Grad NDs come in a variety of shapes and sizes and also differ by how much light the dark part of the filter allows to pass through.  Generally, you will see them marked 0.3 through 1.2.  A 0.3 grad ND reduces the amount of light by 1-stop, a 0.6 by 2-stops, a 0.9 by 3-stops, and a 1.2 by 4-stops.  A lot of companies make 0.3 and 0.6 grad NDs but the only one I've found with 0.9s and 1.2s is a British company called Formatt (available at B&H).  I own one of their 1.2 grad NDs and it is excellent.  However, it will vignette at the widest focal lengths on something like a 17-35 or a 24-70.  Grad NDs also come with soft and hard edges, referring to how gradual the transition is between the tinted and clear parts of the filter.  A hard edge is simply that; it appears to have a sharp cutoff.  Generally, I prefer soft-edges as the change is less noticeable in the final photo.  

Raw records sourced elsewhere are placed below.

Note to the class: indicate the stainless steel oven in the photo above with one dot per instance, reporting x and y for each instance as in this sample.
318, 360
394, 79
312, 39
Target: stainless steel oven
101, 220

Using a grad ND is fairly simple.  Ideally, you'd have one 0.3, one 0.6, one 0.9, and one 1.2, but the 0.9 and the 1.2 are really only for extreme cases.  To properly meter, fill the frame with the darkest part of the photo and meter, then fill the frame with the brightest spot and meter.  The difference between the two will allow you to determine what strength of grad ND you need.  Then, just put the camera in manual, put the filter on (I like the screw on ones for their ease of use), and set the exposure to the value you obtained for the dark part of the photo.  If you're shooting in rapidly changing light conditions, it is possible to meter with the filter on and it will give you more dynamic range, just not as much as it would if you have more time to compose.            

In the end, you'll have photos that appear the way you saw them with your eye, properly exposed everywhere.  And when everyone wonders how many hours it took you to manually blend the shot in Photoshop or use some cheap HDR program, you can think back to the extra 20 seconds you spent screwing on a piece of glass.